Tax Benefits in National Pension System (NPS)

20 comments

  • K B VENKATESAN

    Thank you for the article sir. I understand the maximum age permitted is increased to 65 years. Can you please calrify. Thanks and regards

  • Manish

    Hi Suresh

    Thanks for the article on NPS.

    1)Could you please provide more information on as how the money grows in NPS
    2) how to pick fund manager from the list -UTI, LIC, SBI, IDFC, ICICI Prudential, Kotak Mahindra and Reliance Capital.
    3)For example if I have to apply 50000 in a year for NPS, how does the money grow and where to apply

    • Hi Manish, I am planning to write an article about best NPS fund manager next week which can help you to clarity about the points raised by you. 

      • Ashok Munnaluri

        Hi Sir,

        Can you please confirm on the below:
        1. Whether an individual can opt for both APY and NPS or should have only one pension scheme?
        2. In the article you mentioned, Tier 1 is mandatory for all who so ever opts for NPS. Does this mean if I opt for Tier 2, I would be having both Tier 1 and Tier 2 accounts?
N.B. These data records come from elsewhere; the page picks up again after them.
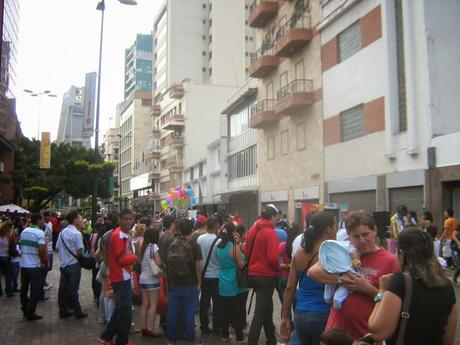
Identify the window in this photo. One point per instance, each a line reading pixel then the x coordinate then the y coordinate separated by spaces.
pixel 349 41
pixel 301 136
pixel 285 142
pixel 352 123
pixel 243 163
pixel 270 147
pixel 402 105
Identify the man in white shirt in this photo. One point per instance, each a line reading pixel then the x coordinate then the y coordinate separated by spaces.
pixel 210 283
pixel 70 246
pixel 33 261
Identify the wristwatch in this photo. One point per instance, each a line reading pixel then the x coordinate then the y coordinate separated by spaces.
pixel 378 297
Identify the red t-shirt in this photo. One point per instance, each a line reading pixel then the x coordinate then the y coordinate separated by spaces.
pixel 284 259
pixel 356 309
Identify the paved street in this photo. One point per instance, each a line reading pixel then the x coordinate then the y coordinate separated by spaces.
pixel 54 331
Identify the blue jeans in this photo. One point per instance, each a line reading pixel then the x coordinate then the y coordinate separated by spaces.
pixel 309 326
pixel 120 321
pixel 69 283
pixel 187 296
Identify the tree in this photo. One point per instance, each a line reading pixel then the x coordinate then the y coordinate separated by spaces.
pixel 72 170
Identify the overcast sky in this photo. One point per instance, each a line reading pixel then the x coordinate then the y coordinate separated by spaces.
pixel 59 43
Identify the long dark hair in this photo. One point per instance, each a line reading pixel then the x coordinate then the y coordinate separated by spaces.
pixel 419 258
pixel 293 231
pixel 318 225
pixel 227 234
pixel 150 236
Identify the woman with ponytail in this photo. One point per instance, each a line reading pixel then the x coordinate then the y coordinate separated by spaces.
pixel 311 311
pixel 432 311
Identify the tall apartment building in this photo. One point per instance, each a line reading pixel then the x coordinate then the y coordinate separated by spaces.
pixel 391 122
pixel 201 56
pixel 138 65
pixel 70 129
pixel 288 109
pixel 10 130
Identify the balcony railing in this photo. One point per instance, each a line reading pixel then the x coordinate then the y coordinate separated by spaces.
pixel 293 35
pixel 295 86
pixel 261 12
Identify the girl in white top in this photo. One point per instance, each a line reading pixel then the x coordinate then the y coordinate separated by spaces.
pixel 149 284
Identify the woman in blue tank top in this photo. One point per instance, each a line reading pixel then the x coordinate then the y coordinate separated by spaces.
pixel 311 311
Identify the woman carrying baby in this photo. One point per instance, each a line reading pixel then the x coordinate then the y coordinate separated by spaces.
pixel 311 311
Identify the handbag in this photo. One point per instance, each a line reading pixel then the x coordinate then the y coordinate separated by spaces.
pixel 86 261
pixel 242 274
pixel 156 270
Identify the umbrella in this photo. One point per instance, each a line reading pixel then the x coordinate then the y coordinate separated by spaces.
pixel 12 208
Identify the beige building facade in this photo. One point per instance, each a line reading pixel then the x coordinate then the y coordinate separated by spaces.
pixel 288 110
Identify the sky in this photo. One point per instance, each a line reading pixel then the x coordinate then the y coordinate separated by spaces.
pixel 59 44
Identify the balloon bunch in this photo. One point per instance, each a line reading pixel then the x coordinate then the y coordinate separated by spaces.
pixel 179 198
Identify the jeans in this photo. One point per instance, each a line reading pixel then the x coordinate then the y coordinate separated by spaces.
pixel 210 290
pixel 234 308
pixel 176 297
pixel 6 270
pixel 263 313
pixel 309 326
pixel 32 277
pixel 120 321
pixel 68 289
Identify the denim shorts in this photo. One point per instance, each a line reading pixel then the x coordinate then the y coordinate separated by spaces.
pixel 154 286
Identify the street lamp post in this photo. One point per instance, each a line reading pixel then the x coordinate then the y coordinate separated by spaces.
pixel 100 7
pixel 39 95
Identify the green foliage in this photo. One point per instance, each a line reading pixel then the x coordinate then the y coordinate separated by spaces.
pixel 73 170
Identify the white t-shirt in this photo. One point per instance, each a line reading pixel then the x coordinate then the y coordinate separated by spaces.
pixel 146 273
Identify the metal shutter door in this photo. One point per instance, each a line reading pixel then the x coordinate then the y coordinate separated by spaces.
pixel 362 200
pixel 412 197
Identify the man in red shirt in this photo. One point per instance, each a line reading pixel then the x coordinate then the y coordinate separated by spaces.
pixel 375 262
pixel 262 253
pixel 120 262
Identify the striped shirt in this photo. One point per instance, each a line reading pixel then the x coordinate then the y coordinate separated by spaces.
pixel 30 240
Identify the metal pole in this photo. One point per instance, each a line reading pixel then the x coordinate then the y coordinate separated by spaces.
pixel 96 129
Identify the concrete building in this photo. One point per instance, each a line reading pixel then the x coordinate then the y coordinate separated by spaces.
pixel 70 129
pixel 138 65
pixel 235 178
pixel 10 130
pixel 390 105
pixel 288 109
pixel 201 56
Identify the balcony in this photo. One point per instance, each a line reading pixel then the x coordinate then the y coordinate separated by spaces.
pixel 176 91
pixel 172 122
pixel 263 61
pixel 154 175
pixel 263 114
pixel 295 96
pixel 261 12
pixel 295 34
pixel 156 132
pixel 156 110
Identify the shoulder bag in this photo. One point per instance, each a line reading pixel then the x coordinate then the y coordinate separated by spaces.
pixel 156 270
pixel 242 274
pixel 85 261
pixel 208 258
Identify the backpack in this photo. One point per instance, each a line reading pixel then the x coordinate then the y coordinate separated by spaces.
pixel 179 258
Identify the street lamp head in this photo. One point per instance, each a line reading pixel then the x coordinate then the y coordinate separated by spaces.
pixel 128 2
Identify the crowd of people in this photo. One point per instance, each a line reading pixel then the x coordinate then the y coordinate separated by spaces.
pixel 337 281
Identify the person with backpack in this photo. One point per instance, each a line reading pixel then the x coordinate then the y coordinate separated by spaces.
pixel 263 266
pixel 210 277
pixel 184 281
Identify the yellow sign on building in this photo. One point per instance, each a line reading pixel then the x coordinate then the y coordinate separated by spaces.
pixel 45 151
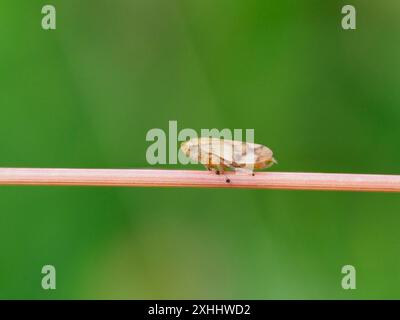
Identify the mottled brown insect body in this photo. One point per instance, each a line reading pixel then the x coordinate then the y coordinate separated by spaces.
pixel 220 154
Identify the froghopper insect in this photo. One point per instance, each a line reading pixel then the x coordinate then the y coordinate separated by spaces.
pixel 221 154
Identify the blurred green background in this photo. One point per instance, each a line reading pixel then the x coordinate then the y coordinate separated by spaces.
pixel 85 95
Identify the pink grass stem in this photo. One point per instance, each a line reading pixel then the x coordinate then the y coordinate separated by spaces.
pixel 201 179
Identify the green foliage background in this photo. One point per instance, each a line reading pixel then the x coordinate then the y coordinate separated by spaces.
pixel 85 95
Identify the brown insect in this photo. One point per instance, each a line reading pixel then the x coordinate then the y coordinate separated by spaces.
pixel 220 154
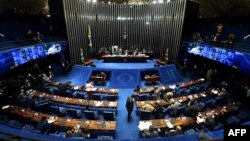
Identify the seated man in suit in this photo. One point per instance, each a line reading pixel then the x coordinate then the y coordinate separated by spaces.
pixel 150 133
pixel 89 85
pixel 44 125
pixel 103 75
pixel 192 111
pixel 65 86
pixel 76 132
pixel 158 111
pixel 191 101
pixel 136 52
pixel 174 132
pixel 174 107
pixel 148 107
pixel 168 96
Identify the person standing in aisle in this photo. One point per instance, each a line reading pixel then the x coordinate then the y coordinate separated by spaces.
pixel 130 106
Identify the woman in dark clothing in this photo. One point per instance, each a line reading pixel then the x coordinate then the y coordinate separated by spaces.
pixel 129 106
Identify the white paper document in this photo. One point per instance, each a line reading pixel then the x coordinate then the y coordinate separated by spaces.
pixel 169 124
pixel 144 125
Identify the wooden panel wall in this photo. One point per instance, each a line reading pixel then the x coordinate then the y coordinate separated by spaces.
pixel 151 26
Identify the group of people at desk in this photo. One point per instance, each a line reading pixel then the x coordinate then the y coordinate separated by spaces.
pixel 172 103
pixel 89 88
pixel 173 126
pixel 99 78
pixel 75 127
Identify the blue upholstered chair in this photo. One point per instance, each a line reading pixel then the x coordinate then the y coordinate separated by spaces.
pixel 96 97
pixel 180 110
pixel 28 127
pixel 91 114
pixel 14 124
pixel 108 115
pixel 76 113
pixel 142 97
pixel 62 110
pixel 145 114
pixel 112 98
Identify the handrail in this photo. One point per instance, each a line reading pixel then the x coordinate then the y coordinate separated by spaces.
pixel 14 135
pixel 19 43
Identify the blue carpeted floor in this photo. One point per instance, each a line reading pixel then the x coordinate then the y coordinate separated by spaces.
pixel 125 76
pixel 101 64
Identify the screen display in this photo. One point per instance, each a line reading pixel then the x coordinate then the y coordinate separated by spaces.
pixel 229 57
pixel 52 48
pixel 25 55
pixel 6 62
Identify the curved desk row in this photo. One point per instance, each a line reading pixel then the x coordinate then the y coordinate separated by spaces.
pixel 93 90
pixel 94 125
pixel 185 121
pixel 181 85
pixel 74 101
pixel 181 99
In this case in which Tier would my investment reflect.
        3. Also please let us know if we can downgrade our investment amount in case I opt for auto deduction.

        Thanks,
        Ashok

        • Hi Ashok, 1) both are different schemes, you can consider both. 2) Yes, you need to open Tier-1 and then you can open Tier-2 3)  I could not understand your query in point no.3, pls provide more details

  • VINOD L BHATIA

    THANKS FOR PROVIDING,SO MUCH USEFULL INFORMATION. REQUEST YOU TO GUIDE US FOR INVESTMENT IN TIER I INVESTMENT. I MEAN PLEASE TELL US , WHICH ARE BEST FUND MANAGERS. WHICH NPS FUND IS GOOD FOR INVESTING?

  • DIBYAJYOTI SAHA

    Dear Sir,

    According to last Govt. circular, the NPS Tier 1 minimum contribution is Rs. 1000/- per annum. But, its confusing that you mentioned Rs. 6000/- per annum. Please clarify your comments to public.

    • Sorry for the error. The minimum amount is Rs 500 per contribution, however, one has to invest minimum of Rs 1,000 per annum. I just updated the article.

  • RC

    NPS is a very bad investment guys, dont go for it.